Tras largo tiempo desperté para descubrirme tirado entre unos brezales al aire libre en medio de la bruma, brutalmente sobrio y doloridamente helado. Mi manta estaba empapada, lo mismo que mis sucias ropas. Despuntaba el alba, el sol apenas iluminaba el cielo oriental. Me hallaba en el perímetro del campo de refugiados. Contemplé los pocos fuegos que se iban apagando a la gris luz sin ser atendidos. Cuando me noté un poco más seguro de mí mismo me puse en pie. Me sentía abandonado y solo…
Pero no lo estaba.
Me di la vuelta cuando oí un sonido y…
Me vi a mí mismo.
Sé lo extraño que suena esto. Y era extraño, extraño y desorientador. Nunca vemos nuestros propios rostros, Caroline, ni siquiera en los espejos. Creo que aprendemos a muy temprana edad a posar para los espejos, a mostrarnos a nosotros mismos nuestros mejores ángulos. Es una experiencia muy diferente hallar un rostro y un cuerpo ocupando el espacio de otra persona.
Durante un tiempo simplemente me lo quedé mirando. Comprendí sin preguntar que era el hombre que me había estado siguiendo todo el camino desde Nueva Dover.
Era evidente por qué no lo había reconocido antes.
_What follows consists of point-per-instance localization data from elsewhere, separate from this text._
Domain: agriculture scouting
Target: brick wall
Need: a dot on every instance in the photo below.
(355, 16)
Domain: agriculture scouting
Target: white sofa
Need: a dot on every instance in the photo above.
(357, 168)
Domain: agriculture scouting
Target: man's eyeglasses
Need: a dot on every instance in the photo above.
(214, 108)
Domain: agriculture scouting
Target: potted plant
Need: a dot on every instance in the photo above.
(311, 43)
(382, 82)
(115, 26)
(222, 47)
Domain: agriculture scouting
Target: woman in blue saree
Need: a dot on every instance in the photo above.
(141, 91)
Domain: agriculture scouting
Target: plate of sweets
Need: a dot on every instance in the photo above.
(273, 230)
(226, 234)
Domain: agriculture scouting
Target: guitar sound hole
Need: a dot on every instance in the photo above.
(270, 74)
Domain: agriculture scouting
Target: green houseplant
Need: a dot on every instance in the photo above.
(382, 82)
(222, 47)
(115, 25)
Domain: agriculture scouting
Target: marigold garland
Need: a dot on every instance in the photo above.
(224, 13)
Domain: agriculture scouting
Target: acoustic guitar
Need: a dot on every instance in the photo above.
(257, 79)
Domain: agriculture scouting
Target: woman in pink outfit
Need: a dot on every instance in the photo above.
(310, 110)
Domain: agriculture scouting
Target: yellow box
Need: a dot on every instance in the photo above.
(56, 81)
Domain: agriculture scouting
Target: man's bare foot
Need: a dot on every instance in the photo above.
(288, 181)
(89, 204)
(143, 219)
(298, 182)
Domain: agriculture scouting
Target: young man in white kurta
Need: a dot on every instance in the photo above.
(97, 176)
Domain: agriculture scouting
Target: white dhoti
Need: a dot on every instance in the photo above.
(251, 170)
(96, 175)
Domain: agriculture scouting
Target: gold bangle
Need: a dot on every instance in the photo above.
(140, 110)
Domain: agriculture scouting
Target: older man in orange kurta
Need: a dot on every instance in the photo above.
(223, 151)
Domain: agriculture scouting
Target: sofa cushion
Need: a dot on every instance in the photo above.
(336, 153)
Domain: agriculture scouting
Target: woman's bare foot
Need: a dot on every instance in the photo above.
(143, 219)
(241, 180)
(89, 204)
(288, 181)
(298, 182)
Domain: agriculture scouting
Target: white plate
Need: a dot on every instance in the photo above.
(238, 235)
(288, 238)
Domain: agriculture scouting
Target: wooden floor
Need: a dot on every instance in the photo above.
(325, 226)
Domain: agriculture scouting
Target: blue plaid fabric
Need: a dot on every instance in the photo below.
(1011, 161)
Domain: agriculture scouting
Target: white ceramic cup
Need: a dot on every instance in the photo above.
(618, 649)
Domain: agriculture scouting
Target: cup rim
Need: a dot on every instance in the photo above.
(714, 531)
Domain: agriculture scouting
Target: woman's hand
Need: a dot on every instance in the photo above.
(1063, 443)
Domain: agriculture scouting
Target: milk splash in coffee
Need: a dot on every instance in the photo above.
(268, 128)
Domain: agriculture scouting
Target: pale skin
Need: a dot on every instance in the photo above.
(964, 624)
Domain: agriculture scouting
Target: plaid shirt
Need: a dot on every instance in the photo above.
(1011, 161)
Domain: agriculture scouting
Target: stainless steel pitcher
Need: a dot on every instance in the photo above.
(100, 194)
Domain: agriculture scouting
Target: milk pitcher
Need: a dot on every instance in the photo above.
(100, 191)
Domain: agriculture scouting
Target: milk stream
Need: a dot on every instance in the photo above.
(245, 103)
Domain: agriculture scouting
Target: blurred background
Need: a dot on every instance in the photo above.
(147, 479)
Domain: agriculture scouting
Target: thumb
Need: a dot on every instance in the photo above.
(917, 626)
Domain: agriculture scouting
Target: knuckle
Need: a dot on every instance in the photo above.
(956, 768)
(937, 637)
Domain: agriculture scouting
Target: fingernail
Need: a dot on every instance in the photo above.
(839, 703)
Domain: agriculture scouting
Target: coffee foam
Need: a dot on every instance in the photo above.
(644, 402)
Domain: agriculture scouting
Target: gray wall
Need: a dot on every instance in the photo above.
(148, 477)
Era innegablemente yo mismo, pero no exactamente mi reflejo. Déjame describirte lo que vi: un hombre joven, alto, vestido con un desgastado uniforme militar. No llevaba gorra, y sus botas estaban enlodadas. Era más recio que yo, y caminaba sin cojear. Iba recién afeitado. Sus ojos eran brillantes y observadores. Sonreía, no amenazadoramente. No llevaba ningún arma.
Parecía inofensivo.
Pero no era humano.
Al menos no era un ser humano vivo. Por una parte, no estaba enteramente allí. Quiero decir, Caroline, que su imagen se desvanecía y se definía periódicamente, de la misma forma que parpadea una estrella en una noche ventosa.
—¿Quién eres? —susurré.
Su voz fue firme, no fantasmal. Dijo:
—Esta es una pregunta complicada. Pero creo que ya conoces parte de la respuesta.
La bruma se alzó del empapado suelo a nuestro alrededor. Permanecimos de pie uno frente al otro en la helada media luz como si un muro nos separara del resto del mundo.
—Te pareces a mí —dije lentamente—. O pareces un fantasma. No sé lo que eres.
—Demos un paseo juntos, Guilford —dijo él—. Pienso mejor cuando camino.